Communications: Teachers, parents, school-board members, legislators, and business and community leaders, among other interest groups, need to understand RttT before they can be expected to support it. But RttT is policy-heavy, with no easy storyline. To reach each of these key audiences, states must craft distinct messages. But most state education departments lack the expertise and manpower to mount a complicated public-information campaign.

Capacity: RttT commits states to huge and technically challenging initiatives, but state education departments, school districts and unions don’t have the expertise or staff to meet RttT’s requirements or its tight timelines. Some of the work—especially around teacher evaluations—is new, with few successful models for states to study. Both Delaware and Tennessee turned to private companies, consultants and nonprofit organizations for help. Second-round winners will need to reach out to the same organizations, which may become overstretched in the process.
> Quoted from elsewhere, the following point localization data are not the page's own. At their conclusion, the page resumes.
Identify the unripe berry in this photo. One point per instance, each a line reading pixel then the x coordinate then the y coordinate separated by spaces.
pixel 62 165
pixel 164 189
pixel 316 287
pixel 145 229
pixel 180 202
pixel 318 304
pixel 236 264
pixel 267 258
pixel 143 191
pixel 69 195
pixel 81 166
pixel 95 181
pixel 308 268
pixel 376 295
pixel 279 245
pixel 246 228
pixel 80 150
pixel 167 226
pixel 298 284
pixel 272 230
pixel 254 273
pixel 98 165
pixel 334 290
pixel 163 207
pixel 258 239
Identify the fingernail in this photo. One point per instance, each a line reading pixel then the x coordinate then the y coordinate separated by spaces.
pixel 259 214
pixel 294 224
Organization: RttT involves new work that doesn’t fit easily into old state education-department structures, which are geared toward compliance rather than innovation. That means rethinking how state departments do their jobs and deciding how to manage both the day-to-day responsibilities for RttT programs and the long-term planning. Any reorganization can create morale problems and fan resistance among the very people charged with implementing RttT.
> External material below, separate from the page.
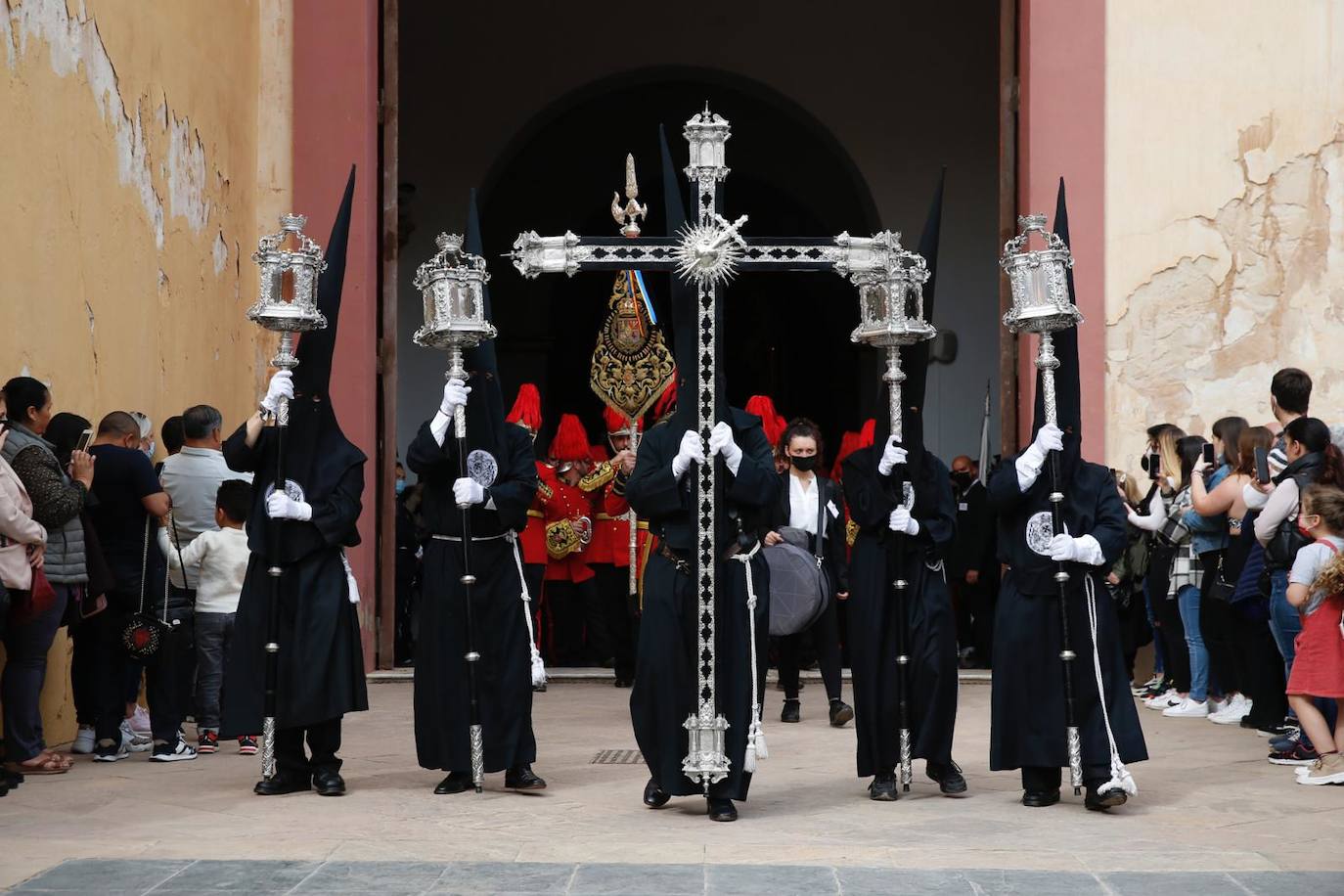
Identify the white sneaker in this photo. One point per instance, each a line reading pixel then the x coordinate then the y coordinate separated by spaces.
pixel 1187 708
pixel 133 741
pixel 140 720
pixel 85 740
Scopes of Work: District-level reform plans are supposed to be written by superintendents, administrators and teachers, who must explain in their Scopes of Work how what they are planning to do will affect student outcomes and how they will measure their progress. But many local educators in Delaware and Tennessee said they lacked the expertise, the exposure to best practices and the time for such complicated plans. The districts are under pressure because RttT requires those Scopes of Work to be submitted to the federal government within 90 days after winning an award.

Sustainability: Public disenchantment, bureaucratic resistance and political turnover can stymie and potentially undo RttT reforms after initial excitement about the federal grant fades. Sustained reform requires that community groups hold a state’s feet to the education-reform fire.  More importantly, it requires a change in culture: Just as people expect clean water and safe roads, they must come to expect good schools for their children.